Quand j’arrivais au carrefour et que je formais avec le VAB sur sorte de bouclier entre les Légionnaires et l’ennemi, je fus immédiatement pris sous le feu. Je répondu avec la 12,7 et fis signe au chef de groupe de décrocher. Pendant que mon VAB reculait lentement, avec le groupe à l’abri derrière, je tirais systématiquement sur tout ce qui me semblait dangereux.
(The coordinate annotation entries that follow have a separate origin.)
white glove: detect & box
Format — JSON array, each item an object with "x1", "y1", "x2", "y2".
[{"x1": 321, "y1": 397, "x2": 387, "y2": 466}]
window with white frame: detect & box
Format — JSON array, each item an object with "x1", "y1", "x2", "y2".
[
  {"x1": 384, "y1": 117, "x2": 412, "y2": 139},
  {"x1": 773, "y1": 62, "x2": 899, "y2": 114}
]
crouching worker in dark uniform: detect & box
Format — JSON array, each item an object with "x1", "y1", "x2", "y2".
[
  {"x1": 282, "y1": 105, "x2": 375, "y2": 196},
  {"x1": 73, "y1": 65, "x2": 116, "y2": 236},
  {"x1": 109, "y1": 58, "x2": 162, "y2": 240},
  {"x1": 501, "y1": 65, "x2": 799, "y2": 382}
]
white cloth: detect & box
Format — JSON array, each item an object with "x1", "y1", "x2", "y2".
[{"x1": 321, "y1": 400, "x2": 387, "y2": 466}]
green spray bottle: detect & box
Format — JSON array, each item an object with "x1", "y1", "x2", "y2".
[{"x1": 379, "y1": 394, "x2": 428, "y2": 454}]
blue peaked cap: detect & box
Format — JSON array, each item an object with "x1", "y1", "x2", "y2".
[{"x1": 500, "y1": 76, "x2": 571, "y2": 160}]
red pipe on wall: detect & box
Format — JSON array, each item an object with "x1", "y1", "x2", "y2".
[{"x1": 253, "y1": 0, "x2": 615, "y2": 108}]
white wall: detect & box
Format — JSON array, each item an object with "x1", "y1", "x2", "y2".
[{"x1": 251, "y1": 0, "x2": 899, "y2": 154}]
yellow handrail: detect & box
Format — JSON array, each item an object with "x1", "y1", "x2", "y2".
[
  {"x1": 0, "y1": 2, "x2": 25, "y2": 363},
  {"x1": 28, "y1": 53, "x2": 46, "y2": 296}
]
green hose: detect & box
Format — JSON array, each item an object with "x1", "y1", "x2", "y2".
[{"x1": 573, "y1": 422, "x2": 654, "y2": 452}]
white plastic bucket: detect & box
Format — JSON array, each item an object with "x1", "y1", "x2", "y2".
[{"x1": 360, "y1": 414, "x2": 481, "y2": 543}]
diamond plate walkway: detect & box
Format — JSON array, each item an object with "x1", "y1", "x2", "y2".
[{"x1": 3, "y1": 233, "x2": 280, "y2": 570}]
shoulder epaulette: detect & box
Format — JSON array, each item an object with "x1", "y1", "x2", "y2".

Soudain, la voix de mon conducteur, un Polonais rouquin, m’interpella : « Un heure, deux cents, un véhicule léger Toyota avec un canon antichar sans recul nous tire dessus ». Il avait prononcé ces mots d’une voix calme qui m’épatait, car j’étais moi-même essoufflé et en nage. (…) je pointais la 12,7 dans la direction et ouvrit le feu (…) je vis monter face à nous un nuage de fumée, qui voulait dire qu’une roquette avait été tirée sur nous. Juste à côté ! J’entendis l’impact derrière moi, ce qui me donna la chair de poule (…) une seconde plus tard, la Toyota explosa.

Il était temps de mettre en avant ces Légionnaires-Paras impliqués dans cet événement dramatique du Congo-Brazzaville, trop peu connu du grand public.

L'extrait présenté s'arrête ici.